The Univeristy of Melbourne The Royal Melbourne Hopspital

A joint venture between The University of Melbourne and The Royal Melbourne Hospital


24 Jan 2022

Setting it Straight: Viruses, Vaccines and COVID-19: booster shots

Currently, the best protection available to any of us in this third year of COVID-19 is to have a third booster shot of either the Pfizer or Moderna mRNA vaccine. I’ll briefly review the story of how immune responses get underway from late last year, then talk about the boosters.

When an immunologically ‘naïve’ (previously unexposed to virus or vaccine) person is ‘jabbed’ in the upper arm, the non-replicating vaccine mRNA is taken up by specialised (for antigen presentation) dendritic cells (APDCs) where it directs the manufacture of the SARS-CoV-2 spike protein ‘antigen’. As this is happening, the APDCs are travelling in the lymph that drains from the arm to the ‘filter station’ of the regional axillary lymph nodes (ALNs) in the armpit.

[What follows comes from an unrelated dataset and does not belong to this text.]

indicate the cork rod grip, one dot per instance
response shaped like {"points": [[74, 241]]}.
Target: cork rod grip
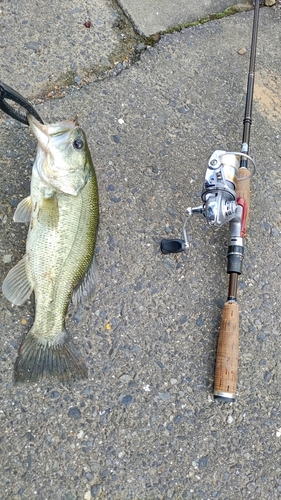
{"points": [[227, 354], [243, 188]]}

Here, they ‘hang-out’ to ‘hook up with’ the few, naïve B and T lymphocytes that have receptors (BCRs or TCRs) specific for either the spike protein (the B cells) or for small peptides (p) bound into the tip of class I or class II major histocompatibility complex (MHC) glycoproteins. The TCRs on CD8+ killer and CD4+ helper T cells recognise these pMHCI and pMHCII complexes respectively.